Latinization in China has largely been described either as the product of nationalism and modernization, or the outcome of Western colonialism and social Darwinism. The history of the CLA, however, compels us to question these established narratives and resituate Chinese Latinization within a greater Eurasian media history that stretches from the Ottoman Empire to the Soviet Union, and explores the techno-political impact of new communications technologies on non-Latin scripts, of which Chinese was one. In particular, understanding the letters of the CLA requires a novel focus on the long history of Arabic script reforms across Eurasia.

Call for separate letters

In the 1850s, a few decades prior to the invention of the CLA, Muslim and non-Muslim reformers in the Ottoman Empire and Russian Transcaucasia began rethinking the possibilities and limitations of the Arabic script. Their intellectual tribulations started almost immediately after the introduction of the telegraph into the Muslim world during the same decade, which challenged the Arabic script and imposed a new epistemology of writing. Telegraphic messages were transmitted via the Morse code, which was originally invented for the 26 letters of English. As opposed to Latin letters, the majority of Arabic letters were written differently depending on their position in a word––the letter ‘ghayn غ, for example, was غـ as the initial, ـغـ in the middle, and ـغ at the end of a word. The Morse code, however, demanded the dissection of each word into its letter-sound components, and designated each letter-sound as a separate entity that corresponded to a combination of dots and dashes. As such, when transmitting the word ‘ghayn-‘ghayn-‘ghayn غغغ, the telegraph operators had to send each letter separately as غ غ غ.

During the following decade, intellectuals from the Ottoman, Russian, and Iranian Empires were in conversation with each other regarding the future of the script, and for them, even more pressing than telegraphic communications (with Morse code) was the question of typography. The industrialization of the printing press in the nineteenth century, exemplified by the global dissemination of the movable metal type, imposed a similar epistemology of ‘separate letters’ for typesetting. Because of the number of glyphs and the various ways of combining letters, an Arabic-lettered type case had more than 500 sorts, i.e., metal types; and depending on the kind of calligraphy used for printing (e.g., ta’liq) the number could surpass 2000. The reformers used the exorbitant size of type cases to justify their call for separate letters, which, they argued, would increase efficiency and optimize labor not only in typesetting, but also in reading. In the eyes of the reformers who were surrounded by Latin, Cyrillic, Greek, Armenian, and Georgian alphabets, the future of a productive knowledge economy lay in separate letters.

Fig. 1: The Qur’an transcribed in an invented separate-lettered alphabet (Tbilisi, 1879).

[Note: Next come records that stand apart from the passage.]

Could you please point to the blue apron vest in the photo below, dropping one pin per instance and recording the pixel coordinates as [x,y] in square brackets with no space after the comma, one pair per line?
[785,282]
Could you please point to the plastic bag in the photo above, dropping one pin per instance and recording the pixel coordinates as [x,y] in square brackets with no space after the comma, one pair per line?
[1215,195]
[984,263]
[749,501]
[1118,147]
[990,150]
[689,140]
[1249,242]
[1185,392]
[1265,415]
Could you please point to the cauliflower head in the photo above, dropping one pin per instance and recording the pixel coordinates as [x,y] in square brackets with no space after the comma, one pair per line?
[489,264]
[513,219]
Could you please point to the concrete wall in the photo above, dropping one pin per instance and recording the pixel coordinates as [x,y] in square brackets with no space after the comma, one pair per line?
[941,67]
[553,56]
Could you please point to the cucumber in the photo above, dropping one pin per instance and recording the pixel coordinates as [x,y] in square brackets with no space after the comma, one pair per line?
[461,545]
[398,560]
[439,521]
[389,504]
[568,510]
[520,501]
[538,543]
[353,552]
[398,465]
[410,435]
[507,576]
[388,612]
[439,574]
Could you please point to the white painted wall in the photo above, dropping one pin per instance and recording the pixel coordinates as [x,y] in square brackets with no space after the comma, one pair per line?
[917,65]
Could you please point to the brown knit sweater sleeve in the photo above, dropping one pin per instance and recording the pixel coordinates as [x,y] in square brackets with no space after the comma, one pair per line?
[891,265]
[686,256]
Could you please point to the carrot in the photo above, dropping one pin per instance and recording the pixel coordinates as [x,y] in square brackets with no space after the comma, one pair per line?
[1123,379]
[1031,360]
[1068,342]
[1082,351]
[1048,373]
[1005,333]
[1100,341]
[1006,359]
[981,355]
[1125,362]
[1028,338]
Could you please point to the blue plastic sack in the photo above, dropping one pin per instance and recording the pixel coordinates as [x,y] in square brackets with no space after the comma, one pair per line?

The first proposals for a new alphabet in the Muslim world were not based on the Latin alphabet (fig.1). Some argued for a reformed Arabic script written in separate letters, while others proposed the use of Armenian letters or a combination of Cyrillic and Latin letters. It was only in the 1910s, in the aftermath of the Russian imperial reforms of 1905 and the Young Turk Revolution of 1908, that the Latin alphabet emerged as a serious contender to other script proposals. The Bolshevik Revolution in 1917 and the defeat of the Ottoman Empire in the Great War in 1918 strengthened the position of the Latin alphabet even further, as many reformers saw it as the embodiment of material and mental progress during national reconstruction. Amid incessant debates in the post-imperial Russian and Ottoman space, the Soviet Socialist Republic of Azerbaijan was the first to officially Latinize its Arabic script in 1924.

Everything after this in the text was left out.